Freaks always find the quickest paths and don’t mind spending a lot of energy digging very deep. They are not just any regular nerds - they are quick learners because they can identify the basic building blocks and apply them elsewhere. They’re great abstract thinkers and have great intuition on what secrets may be hidden in data.

Freaks are hard to find and even harder to manage. They don’t need an ordinary manager, but a leader. Ideal data engineering leaders are well-rounded freaks. They are even harder find because the requirements are - i) they need to have gone through the ropes enough to know the nitty-gritty details, ii) they need to have charisma to attract other freaks, and iii) most importantly, they need to care about others. Leader is a glue that holds the team together. On the other hand, a good manager just knows how to pull what levers well.
Team of freaks and a great leader is a powerhouse. They can scale sub-linearly because they figure out a way to reduce the number of tasks sub-linearly or they can figure out a way to find simple solutions to each task that scales sub-linearly to what everyone else expects. They achieve this as a team and by planning thoroughly.
Freaks in Practice - Great Planning Reduces Execution Time & Open Communication Builds Knowledge Assets
Team of freaks do 3 things well:
Find commonality across tasks and reduce the total number.
Find unique yet intuitive solutions to curveballs.
Gain domain expertise very quickly.
Good planning is for identifying potential areas of commonality and potential curveballs. Great teams don’t really need the training phase to become domain experts, they can just learn it on the go during planning phase.

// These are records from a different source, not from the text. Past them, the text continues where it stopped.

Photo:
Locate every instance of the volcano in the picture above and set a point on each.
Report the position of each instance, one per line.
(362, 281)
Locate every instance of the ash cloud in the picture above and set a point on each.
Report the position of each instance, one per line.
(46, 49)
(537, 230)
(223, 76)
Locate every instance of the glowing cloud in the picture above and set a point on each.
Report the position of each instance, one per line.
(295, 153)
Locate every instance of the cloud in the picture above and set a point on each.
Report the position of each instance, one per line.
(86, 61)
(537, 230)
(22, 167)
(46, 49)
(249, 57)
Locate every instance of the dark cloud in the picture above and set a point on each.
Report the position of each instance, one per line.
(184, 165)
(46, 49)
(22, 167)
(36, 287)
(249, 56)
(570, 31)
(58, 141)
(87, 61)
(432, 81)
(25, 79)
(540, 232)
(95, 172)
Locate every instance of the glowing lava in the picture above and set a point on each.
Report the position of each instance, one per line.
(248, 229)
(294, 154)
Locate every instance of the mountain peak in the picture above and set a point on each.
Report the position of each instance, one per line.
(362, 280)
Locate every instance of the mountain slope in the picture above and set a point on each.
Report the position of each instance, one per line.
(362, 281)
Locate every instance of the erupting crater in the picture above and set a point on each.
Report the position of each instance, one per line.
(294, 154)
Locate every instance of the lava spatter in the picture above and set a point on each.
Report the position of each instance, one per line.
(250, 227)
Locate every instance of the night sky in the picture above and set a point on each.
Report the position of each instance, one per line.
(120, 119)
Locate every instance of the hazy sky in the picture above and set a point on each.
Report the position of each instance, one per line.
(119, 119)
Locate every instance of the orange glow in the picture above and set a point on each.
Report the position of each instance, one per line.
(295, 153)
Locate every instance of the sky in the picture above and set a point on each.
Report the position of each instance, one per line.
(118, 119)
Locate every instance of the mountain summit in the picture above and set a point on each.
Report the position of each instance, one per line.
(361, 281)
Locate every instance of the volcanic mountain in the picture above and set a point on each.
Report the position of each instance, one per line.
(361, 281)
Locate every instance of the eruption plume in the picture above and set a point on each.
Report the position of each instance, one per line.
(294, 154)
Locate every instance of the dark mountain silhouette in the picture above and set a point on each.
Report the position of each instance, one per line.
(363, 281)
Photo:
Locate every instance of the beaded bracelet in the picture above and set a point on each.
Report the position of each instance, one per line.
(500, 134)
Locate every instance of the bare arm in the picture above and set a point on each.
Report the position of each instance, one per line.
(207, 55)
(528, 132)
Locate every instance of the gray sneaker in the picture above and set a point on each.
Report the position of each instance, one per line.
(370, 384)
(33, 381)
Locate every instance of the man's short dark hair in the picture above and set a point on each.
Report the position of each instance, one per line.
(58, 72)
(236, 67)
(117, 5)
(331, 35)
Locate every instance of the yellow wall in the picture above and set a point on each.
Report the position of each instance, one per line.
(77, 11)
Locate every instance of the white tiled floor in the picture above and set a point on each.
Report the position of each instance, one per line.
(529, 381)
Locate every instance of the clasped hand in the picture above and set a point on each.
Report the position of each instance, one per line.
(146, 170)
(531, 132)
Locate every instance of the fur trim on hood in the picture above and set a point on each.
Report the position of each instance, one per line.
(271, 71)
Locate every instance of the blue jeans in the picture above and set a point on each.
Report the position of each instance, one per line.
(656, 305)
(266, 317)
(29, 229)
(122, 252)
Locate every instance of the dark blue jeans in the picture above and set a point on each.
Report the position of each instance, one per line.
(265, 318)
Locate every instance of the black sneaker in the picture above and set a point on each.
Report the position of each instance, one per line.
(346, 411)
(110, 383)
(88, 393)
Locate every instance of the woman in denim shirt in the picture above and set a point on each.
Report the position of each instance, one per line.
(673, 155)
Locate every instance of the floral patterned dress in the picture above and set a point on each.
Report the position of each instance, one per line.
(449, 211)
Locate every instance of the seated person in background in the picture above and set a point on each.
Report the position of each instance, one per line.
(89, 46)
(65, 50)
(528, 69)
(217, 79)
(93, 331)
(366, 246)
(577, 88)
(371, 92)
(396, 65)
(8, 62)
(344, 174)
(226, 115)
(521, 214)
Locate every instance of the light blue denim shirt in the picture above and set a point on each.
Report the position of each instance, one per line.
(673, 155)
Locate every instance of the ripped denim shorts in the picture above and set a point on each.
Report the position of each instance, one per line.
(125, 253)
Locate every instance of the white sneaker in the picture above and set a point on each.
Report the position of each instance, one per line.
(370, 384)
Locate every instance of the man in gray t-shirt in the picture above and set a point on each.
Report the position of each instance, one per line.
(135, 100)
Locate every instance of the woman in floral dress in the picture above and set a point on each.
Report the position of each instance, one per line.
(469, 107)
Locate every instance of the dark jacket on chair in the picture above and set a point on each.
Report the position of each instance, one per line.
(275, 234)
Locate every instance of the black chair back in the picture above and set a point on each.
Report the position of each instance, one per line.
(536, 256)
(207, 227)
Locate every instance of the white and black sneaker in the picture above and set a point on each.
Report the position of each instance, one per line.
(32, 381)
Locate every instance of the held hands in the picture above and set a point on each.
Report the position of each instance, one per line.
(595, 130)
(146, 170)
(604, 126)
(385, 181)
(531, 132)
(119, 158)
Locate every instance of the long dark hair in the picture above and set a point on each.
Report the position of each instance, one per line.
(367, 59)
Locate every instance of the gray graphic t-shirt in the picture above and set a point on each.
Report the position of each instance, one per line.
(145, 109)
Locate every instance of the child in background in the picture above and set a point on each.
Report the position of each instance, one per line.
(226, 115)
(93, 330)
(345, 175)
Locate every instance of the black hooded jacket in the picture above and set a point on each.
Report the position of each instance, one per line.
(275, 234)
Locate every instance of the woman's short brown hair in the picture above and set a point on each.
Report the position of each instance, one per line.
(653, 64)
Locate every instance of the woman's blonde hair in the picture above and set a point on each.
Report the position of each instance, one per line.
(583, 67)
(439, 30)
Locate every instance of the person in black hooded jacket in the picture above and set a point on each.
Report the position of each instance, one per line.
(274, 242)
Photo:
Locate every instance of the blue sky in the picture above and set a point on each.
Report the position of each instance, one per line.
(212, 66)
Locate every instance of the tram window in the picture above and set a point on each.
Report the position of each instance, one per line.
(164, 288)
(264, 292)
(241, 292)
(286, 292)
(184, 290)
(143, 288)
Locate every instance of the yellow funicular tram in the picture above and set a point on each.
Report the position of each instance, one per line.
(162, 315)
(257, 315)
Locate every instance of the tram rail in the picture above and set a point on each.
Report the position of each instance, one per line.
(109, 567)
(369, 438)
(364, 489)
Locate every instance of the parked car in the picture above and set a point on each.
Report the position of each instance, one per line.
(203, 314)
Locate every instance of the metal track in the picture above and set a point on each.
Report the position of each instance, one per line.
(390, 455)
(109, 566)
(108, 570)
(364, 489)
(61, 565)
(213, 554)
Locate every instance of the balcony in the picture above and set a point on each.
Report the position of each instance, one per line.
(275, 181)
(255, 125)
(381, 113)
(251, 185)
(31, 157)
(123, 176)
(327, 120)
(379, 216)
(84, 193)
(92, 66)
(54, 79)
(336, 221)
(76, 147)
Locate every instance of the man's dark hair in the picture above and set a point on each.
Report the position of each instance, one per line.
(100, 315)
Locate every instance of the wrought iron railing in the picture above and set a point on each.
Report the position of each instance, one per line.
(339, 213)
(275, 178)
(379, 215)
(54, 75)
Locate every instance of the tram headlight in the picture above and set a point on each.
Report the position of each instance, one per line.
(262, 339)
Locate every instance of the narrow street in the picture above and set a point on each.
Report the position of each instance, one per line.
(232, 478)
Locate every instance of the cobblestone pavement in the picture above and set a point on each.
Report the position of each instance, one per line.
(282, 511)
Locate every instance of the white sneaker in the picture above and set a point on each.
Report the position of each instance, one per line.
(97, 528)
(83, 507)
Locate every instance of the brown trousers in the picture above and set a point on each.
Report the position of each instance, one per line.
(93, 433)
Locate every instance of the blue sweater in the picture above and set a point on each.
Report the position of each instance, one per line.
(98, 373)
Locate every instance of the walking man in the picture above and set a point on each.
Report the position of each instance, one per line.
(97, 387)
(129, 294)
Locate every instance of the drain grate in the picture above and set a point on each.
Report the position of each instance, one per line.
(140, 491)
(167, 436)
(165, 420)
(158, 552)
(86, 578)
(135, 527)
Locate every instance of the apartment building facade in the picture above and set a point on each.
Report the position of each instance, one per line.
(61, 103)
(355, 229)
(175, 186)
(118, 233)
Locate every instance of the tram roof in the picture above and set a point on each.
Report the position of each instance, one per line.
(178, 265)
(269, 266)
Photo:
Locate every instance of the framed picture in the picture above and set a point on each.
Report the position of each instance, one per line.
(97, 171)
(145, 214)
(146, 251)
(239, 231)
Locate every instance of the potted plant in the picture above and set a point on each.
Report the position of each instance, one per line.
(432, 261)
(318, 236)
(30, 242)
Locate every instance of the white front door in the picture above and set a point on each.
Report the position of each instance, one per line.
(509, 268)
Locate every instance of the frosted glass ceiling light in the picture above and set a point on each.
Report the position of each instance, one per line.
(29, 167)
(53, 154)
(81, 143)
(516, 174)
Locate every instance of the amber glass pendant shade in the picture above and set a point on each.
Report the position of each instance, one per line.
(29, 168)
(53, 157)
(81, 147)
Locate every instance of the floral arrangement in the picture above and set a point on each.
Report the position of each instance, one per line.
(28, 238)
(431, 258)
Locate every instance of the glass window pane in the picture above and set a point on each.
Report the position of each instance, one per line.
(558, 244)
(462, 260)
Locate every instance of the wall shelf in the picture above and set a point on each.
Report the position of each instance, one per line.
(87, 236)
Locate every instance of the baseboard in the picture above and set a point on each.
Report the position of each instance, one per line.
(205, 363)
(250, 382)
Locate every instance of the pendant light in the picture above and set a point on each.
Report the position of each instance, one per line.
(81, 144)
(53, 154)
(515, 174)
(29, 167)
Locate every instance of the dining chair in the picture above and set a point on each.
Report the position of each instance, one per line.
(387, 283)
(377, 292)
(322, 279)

With open, transparent, and creative communication, freaks can fill each other’s gaps very quickly and accumulate knowledge assets for the entire team. This is the key to sub-linear scaling.
Role of a leader is threefold - i) enable free behavior and open communication, ii) give incentives to guide behaviors towards the team’s goal, and iii) remove any blockers very quickly, sometimes anticipating them before they happen.
Lone Wolves vs. Freaks - State of Mind
Some questions should naturally arise:
What sets lone-wolves apart from freaks?
How do you find and attract freaks?
Can you turn lone-wolves into freaks?
But there really is only one question to answer - how to make sure freaks stay freaks?
Weak leadership and weak incentives turn freaks into lone-wolves. Freaks don’t like to feel like their wings are clipped. If you present freaks with an environment they don’t enjoy, they will behave like lone wolves for you.
Strong leadership that communicates their vision clearly and lets people do their own thing while helping fill in whatever gaps that might exist may even turn lone wolves into freaks. Freakiness is a fire that needs to be kept burning.
Best way to burn this fire consistently is to make them feel at home - safe and comfortable to be their true selves. If you can create an environment like that, you won’t have problem attracting freaks and retaining them.
Two Types of Freaks - You Need Both
Freaks I’ve met, either love data itself or love problem solving. Data lovers enjoy finding all the nooks and crannies of data sets. They make great data scientists and analysts as well but usually want more control over data. What gives the ultimate sense of control but the ability to impact the lives of many data users?
Those who love problem solving just love endlessly solving puzzles. Working with data just poses them with a list of many small puzzles.
If someone is both, maybe they are already great.
Start By Caring About Something & Be Open
If you already know what you want to build with AI, then a great place to start is having something you really care about and being open about it. Stay open-minded to what others really care about and be yourself. You may just be able to scale AI data pipelines.